Three ornate lanterns dominate the front of this card, rendered in deep orange and teal-blue with crescent moons and small stars worked into their frames. The background is a textured cream that keeps the lanterns from competing with each other. Arabic script runs across the design alongside the greeting "Kul 'Am wa Antum Bikhayr," which translates roughly to "May every year find you well." Bright yellow and coral-red accents appear in the star details and the script border. The overall look is loud in colour but settled in its layout — festive without being chaotic.
This card suits your aunt who hosts the Eid dinner every year and sends voice notes to the whole family the moment Ramadan ends. She would open this on her phone and immediately recognise the lantern motif she probably has hanging in her own home. It also works for a coworker who fasts quietly at the office and never makes a fuss about it — someone you want to acknowledge without making things awkward. A short message alongside the Arabic script says you noticed and you mean it.
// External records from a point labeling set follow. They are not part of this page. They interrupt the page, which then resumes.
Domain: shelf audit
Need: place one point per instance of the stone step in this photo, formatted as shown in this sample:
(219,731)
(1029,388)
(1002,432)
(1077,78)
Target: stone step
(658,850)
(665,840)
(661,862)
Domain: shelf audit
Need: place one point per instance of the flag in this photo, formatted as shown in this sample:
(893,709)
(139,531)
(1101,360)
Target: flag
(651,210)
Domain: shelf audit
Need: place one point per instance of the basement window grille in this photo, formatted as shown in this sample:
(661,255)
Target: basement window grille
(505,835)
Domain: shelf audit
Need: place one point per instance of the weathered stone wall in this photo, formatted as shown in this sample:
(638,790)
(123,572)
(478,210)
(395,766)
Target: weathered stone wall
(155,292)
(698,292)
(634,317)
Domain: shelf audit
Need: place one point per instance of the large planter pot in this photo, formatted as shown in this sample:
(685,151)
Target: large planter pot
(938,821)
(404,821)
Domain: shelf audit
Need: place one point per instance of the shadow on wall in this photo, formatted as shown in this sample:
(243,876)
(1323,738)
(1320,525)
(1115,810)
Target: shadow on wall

Photos that work here lean into the card's colour story. A shot of the Eid table before everyone sits down — the orange of the dates bowl, the brass tea set — lands naturally against the deep-orange lantern tones. A candid of kids in new Eid clothes, especially anything teal or yellow, will read clearly on screen. A phone-shot of the moon on the last night of Ramadan, even a blurry one, carries real meaning here. Recipients can tap any photo to download it at full resolution, so the images you include travel with the card as keepsakes they actually keep.